Huong Toan villagers, just like Vietnamese elsewhere in the country, are required to have no more than two children per family since 1994, when village authorities launched a nationwide family planning program. Families with more than two children have to pay rice to the government as a fine.

Many local Catholics say they have done their best to remain true to Church teaching but some have had to resort to using contraceptives later on as they could not afford the hefty fines.

Catherine Pham Thi Thanh, 44, said that since 1996, she has been fined a total of 3,800 kilograms of rice for having six children.

Thanh, who produces rice alcohol and raises pigs to support her family, said she was fined 300 kilograms for her third child, 600 kilograms for the fourth, 900 kilograms for the fifth and 2,000 kilograms of rice for the sixth. Her children range from two to 15 years.

She pointed out that her family makes an annual profit of only 700 kilograms of rice from their 1,000 square-meter farmland the local government grants them.

Thanh said that in 2007, she decided to use an intrauterine device to save her family from having to pay 3,800 kilograms of rice if she were to have a seventh child.

Thanh, who has studied only until the first grade, said she knows about natural family planning methods accepted by the Church, but is unable to practice them.

She recalled that in 2005, local village authorities confiscated the possessions of a family who could not afford to pay the fine for having more than two children.

Another villager, Anna Pham Thi The, 50, said she has seven daughters aged 2-29 years. The, who produces rice alcohol and raises pigs, said she is willing to be fined for having more children because her husband wants a son.

According to sources, local people who have two children have been asked to use artificial contraceptive or undergo vasectomies free of charge.

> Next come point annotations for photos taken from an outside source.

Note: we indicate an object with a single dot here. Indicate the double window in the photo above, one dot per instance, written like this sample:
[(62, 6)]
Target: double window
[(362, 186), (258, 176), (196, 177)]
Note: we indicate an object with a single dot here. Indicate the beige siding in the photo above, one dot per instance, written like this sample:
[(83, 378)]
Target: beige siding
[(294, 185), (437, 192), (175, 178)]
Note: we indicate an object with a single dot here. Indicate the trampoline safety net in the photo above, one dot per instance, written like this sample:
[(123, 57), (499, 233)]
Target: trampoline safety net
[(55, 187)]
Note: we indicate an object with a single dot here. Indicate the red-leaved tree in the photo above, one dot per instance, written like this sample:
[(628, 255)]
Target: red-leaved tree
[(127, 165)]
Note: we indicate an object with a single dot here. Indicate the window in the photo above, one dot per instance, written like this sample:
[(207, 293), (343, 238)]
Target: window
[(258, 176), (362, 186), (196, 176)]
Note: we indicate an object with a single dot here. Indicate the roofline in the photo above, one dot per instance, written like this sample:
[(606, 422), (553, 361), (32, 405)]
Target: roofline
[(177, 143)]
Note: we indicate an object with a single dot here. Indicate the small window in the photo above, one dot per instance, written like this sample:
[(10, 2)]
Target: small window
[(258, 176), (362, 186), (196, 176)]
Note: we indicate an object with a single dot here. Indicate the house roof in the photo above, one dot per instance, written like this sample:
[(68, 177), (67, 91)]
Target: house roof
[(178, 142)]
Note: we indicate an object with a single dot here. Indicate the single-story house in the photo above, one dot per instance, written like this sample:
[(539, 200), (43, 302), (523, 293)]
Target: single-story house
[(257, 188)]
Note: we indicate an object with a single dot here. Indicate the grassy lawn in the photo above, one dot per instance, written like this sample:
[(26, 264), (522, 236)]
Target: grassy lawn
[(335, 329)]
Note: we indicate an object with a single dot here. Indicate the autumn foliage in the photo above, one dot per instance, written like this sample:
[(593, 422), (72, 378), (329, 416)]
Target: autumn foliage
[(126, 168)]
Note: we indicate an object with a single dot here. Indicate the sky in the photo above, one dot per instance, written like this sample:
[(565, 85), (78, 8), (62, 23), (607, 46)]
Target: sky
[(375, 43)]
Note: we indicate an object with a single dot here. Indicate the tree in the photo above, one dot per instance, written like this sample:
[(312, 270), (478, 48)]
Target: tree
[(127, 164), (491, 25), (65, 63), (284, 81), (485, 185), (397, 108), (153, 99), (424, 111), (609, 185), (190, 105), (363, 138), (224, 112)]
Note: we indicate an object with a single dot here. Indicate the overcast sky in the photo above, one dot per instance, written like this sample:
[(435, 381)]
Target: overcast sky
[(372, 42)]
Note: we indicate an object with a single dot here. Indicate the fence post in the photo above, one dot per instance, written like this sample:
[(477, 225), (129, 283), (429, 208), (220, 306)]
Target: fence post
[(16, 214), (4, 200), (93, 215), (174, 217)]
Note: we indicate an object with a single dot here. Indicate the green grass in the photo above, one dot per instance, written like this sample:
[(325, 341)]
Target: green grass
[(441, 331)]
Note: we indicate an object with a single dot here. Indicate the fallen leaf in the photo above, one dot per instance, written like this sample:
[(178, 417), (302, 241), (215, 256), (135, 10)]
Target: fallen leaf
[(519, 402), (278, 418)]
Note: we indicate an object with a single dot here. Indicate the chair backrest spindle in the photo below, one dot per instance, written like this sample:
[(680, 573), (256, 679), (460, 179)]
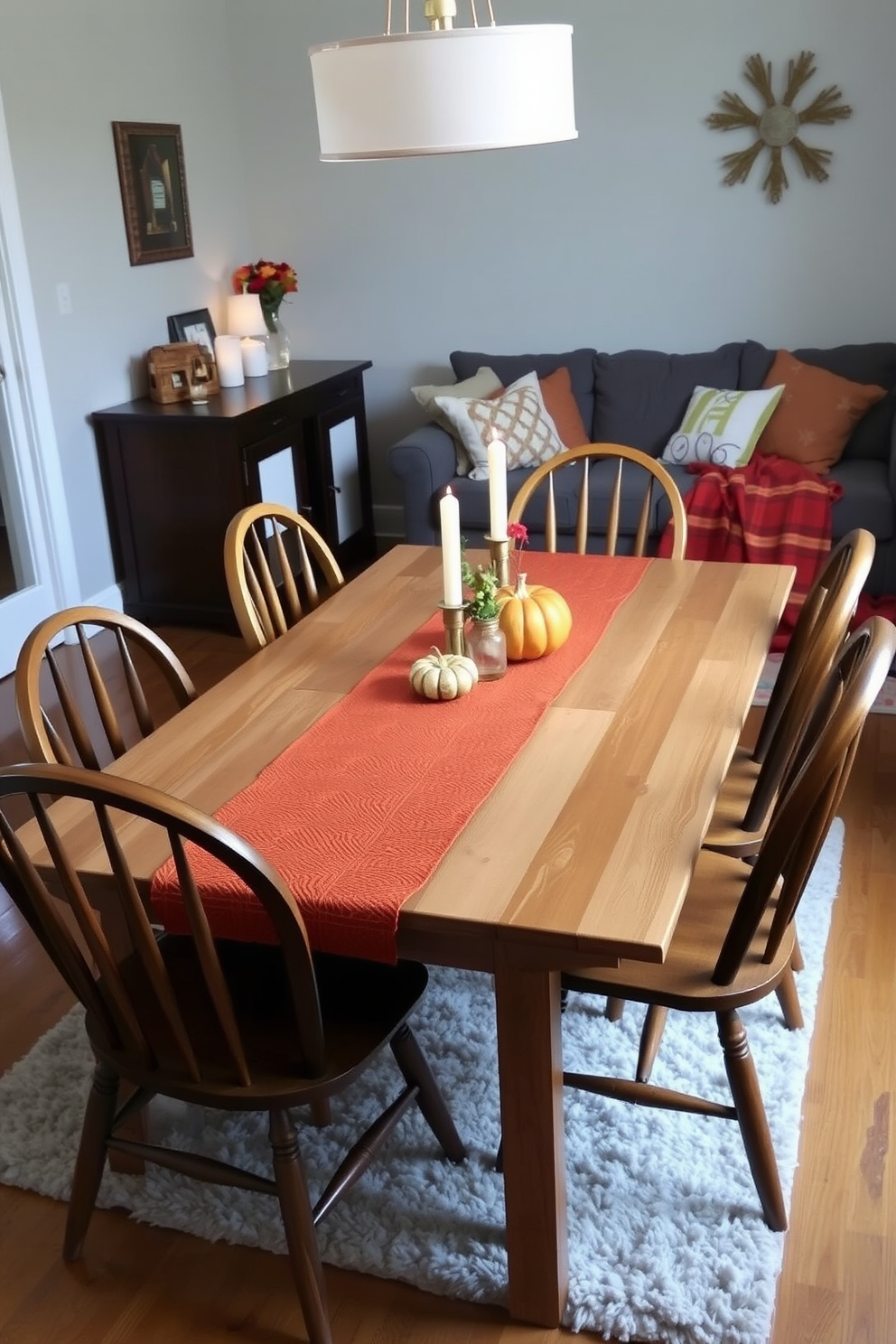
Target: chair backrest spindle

Father Joseph Nguyen Van Chanh, Huong Toan parish priest, said 90 percent of his 1,200 parishioners have agreed to pay fines as a way to be faithful to Church teaching. Local Catholics are taught natural family planning methods during marriage preparation courses, he noted.

Some local Catholics said Father Chanh is asking for donations from benefactors to support local people with large families. Huong Toan village has about 14,000 people.

According to the Catechism of the Catholic Church, “‘every action which, whether in anticipation of the conjugal act, or in its accomplishment, or in the development of its natural consequences, proposes, whether as an end or as a means, to render procreation impossible’ is intrinsically evil.”

Meanwhile, local state media reported that Pham Ngoc Minh, executive director of Vietnam Airlines, was chided by the prime minister recently for having a third child.

Vietnam, with a population close to 86 million, has an annual increase of 1.12 million people, according to media.